For the first time, soldiers can view spy satellite ground photos in near–real time, using the Broadcast Request Imagery Technology Experiment (BRITE). The compact system can be carried into the field and operated with a laptop computer. Military units equipped with the system can radio ground coordinates to controllers of satellites. The controllers aim the satellites at the requested target and transmit high-resolution satellite pictures to the ground troops. This allows a unit to view a region, such as a suspected terrorist training camp on the other side of a mountain, in near–real time and can make more precise tactical decisions. Officials say that the system is ideally suited for a clandestine war on terrorism. Spy satellite coverage can be conducted 24 hours with a resolution of as small as 4 inches across. ("Search for Bin Laden extends to Earth Orbit," USA Today, October 11, 2001.)
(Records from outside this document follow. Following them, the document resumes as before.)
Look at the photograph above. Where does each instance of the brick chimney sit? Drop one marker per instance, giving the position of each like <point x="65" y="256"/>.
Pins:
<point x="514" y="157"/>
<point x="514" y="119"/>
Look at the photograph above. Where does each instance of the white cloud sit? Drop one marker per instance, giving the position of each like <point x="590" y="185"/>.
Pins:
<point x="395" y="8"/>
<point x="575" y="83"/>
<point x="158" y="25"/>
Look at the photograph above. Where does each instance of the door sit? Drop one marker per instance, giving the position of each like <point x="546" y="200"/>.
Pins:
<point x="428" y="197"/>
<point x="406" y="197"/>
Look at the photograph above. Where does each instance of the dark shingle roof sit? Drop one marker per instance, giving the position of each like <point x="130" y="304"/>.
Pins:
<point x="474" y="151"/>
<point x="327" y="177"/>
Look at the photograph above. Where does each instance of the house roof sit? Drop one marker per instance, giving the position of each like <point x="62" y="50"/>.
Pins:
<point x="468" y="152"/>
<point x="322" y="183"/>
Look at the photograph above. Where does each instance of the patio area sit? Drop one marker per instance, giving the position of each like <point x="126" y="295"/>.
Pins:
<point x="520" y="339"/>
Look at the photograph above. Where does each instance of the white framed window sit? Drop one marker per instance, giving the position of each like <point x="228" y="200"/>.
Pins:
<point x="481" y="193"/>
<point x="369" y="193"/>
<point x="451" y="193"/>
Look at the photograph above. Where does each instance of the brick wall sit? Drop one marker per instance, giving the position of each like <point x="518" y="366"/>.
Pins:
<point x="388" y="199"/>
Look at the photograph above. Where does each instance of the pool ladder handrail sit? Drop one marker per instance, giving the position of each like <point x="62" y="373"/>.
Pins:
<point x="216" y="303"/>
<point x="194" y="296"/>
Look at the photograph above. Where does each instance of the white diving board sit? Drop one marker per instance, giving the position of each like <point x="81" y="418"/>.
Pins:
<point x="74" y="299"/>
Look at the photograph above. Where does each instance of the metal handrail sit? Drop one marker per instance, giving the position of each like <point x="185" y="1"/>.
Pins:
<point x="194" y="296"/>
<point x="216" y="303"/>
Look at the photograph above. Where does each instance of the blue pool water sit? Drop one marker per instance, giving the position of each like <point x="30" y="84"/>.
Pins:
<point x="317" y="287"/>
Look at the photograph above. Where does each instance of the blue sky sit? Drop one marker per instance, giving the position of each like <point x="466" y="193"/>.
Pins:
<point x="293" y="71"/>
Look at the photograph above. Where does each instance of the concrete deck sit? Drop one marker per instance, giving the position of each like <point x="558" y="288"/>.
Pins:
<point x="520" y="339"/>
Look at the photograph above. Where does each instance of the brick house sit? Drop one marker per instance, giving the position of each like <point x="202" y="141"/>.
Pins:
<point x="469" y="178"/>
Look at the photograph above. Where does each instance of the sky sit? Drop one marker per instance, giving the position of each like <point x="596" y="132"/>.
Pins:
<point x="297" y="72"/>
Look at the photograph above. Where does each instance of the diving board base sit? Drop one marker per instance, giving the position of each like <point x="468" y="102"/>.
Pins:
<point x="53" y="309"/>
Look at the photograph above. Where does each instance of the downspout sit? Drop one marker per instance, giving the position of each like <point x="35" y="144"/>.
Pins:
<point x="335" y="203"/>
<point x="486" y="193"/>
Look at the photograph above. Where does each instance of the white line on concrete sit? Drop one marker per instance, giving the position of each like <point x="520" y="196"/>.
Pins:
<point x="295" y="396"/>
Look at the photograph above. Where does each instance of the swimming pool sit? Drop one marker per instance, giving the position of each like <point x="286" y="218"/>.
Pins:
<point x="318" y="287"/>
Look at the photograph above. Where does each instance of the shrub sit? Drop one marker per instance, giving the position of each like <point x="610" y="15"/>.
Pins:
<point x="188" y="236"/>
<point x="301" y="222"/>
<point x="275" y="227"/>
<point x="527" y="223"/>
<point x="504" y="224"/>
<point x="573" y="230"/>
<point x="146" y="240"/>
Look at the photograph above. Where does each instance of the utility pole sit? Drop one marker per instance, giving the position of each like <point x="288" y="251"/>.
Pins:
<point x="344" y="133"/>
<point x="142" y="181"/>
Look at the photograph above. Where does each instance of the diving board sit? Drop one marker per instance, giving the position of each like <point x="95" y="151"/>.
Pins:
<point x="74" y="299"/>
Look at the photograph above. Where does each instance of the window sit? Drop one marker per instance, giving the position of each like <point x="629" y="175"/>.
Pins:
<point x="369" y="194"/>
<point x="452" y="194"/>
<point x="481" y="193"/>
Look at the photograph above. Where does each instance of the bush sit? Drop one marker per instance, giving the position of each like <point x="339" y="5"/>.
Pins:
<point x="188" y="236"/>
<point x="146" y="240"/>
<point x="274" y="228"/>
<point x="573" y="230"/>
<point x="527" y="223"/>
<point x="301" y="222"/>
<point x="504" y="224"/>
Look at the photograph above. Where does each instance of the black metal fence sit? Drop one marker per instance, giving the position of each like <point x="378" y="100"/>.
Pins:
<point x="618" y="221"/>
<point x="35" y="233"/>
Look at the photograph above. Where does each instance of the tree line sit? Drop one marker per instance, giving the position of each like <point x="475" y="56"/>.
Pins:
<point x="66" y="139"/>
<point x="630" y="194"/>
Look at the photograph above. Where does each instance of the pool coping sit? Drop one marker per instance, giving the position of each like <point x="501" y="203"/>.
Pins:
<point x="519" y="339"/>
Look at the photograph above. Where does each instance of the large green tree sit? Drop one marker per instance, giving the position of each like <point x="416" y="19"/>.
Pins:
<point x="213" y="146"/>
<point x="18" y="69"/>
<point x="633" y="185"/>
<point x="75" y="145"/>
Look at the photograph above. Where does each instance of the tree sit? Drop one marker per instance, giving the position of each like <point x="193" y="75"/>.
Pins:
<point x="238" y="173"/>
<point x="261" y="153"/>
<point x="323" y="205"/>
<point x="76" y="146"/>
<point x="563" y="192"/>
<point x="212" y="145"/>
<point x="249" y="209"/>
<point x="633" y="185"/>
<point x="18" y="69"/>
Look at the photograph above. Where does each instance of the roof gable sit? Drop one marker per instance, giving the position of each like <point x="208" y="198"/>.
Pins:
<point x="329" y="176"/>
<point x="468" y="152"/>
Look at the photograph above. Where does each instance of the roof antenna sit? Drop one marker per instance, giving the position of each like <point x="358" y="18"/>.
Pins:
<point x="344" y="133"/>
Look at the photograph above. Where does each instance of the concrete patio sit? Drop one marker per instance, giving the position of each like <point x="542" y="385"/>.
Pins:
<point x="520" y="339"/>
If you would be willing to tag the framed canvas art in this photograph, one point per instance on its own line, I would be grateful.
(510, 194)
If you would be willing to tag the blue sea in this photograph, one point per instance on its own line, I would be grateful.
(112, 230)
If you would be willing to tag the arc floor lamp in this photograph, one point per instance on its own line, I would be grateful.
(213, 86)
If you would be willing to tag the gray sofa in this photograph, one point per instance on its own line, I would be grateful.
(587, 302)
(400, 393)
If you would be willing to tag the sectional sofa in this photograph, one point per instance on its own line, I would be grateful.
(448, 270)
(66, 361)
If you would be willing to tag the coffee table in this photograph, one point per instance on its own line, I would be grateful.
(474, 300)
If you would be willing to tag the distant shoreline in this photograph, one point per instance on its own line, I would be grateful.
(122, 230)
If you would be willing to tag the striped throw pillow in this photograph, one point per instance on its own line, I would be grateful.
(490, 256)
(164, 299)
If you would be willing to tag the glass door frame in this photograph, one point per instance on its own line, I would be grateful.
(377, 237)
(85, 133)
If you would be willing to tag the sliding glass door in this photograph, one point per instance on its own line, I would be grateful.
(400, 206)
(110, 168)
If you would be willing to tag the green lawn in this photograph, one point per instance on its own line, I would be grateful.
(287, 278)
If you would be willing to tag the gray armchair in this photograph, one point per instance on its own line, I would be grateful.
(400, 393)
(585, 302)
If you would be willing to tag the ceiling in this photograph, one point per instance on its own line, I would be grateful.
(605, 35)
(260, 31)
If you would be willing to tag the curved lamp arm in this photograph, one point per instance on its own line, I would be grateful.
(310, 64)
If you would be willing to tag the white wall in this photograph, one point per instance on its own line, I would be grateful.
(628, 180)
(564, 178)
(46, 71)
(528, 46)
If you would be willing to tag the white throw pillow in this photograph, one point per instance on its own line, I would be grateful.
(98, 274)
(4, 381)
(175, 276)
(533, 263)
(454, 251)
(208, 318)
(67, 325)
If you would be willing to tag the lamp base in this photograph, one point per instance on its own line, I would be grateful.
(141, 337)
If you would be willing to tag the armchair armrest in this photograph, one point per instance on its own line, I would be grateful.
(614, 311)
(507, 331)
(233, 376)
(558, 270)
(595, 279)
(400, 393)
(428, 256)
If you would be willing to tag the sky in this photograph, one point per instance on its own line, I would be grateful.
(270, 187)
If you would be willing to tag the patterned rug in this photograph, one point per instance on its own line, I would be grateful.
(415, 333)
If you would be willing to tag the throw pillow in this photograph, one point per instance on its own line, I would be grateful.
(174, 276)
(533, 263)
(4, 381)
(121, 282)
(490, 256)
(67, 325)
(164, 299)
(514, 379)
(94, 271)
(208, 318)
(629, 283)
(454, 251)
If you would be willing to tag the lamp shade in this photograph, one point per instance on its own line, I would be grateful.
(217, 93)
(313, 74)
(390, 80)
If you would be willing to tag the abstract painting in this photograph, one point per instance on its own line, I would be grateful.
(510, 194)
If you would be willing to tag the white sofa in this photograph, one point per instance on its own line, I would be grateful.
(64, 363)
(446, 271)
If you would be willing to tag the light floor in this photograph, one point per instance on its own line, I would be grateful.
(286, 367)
Just last year, a platoon from the 82nd Airborne Division was among the first group of soldiers to go into combat exercises wearing computer-oriented equipment. The platoon's equipment included a helmet-mounted video display, an M-4 rifle that can use either a video or a thermal sight, a radio that includes a GPS receiver, two computers, and two thin film batteries to power everything for 12 hours in the field. The soldiers were to use their GPS receivers, digital compasses, and laser range-finders to locate targets, and then to use their "radios" to relay target information to other platoon members and to artillery units. ("Future Soldier", Popular Science, July 2000.)

As Ray Kurzweil predicts, "By the end of this decade, we'll have images written directly to our retinas from our eyeglasses and contact lenses, very high bandwidth wireless connection to the Internet available at all times, and the electronics for all this woven into our clothing." Today's battlefield wearables may become tomorrow's fashion statements. ("A Dialog with the New York Times on the Technological Implications of the September 11 Disaster.")

As the sun set on September 11th, we approached the dawning of a new era in communications. An era characterized by wearable computing, visual and sensory communications, wireless networking, position location, distributed architectures, and biometric security. Today's military applications will likely become tomorrow's commercial successes.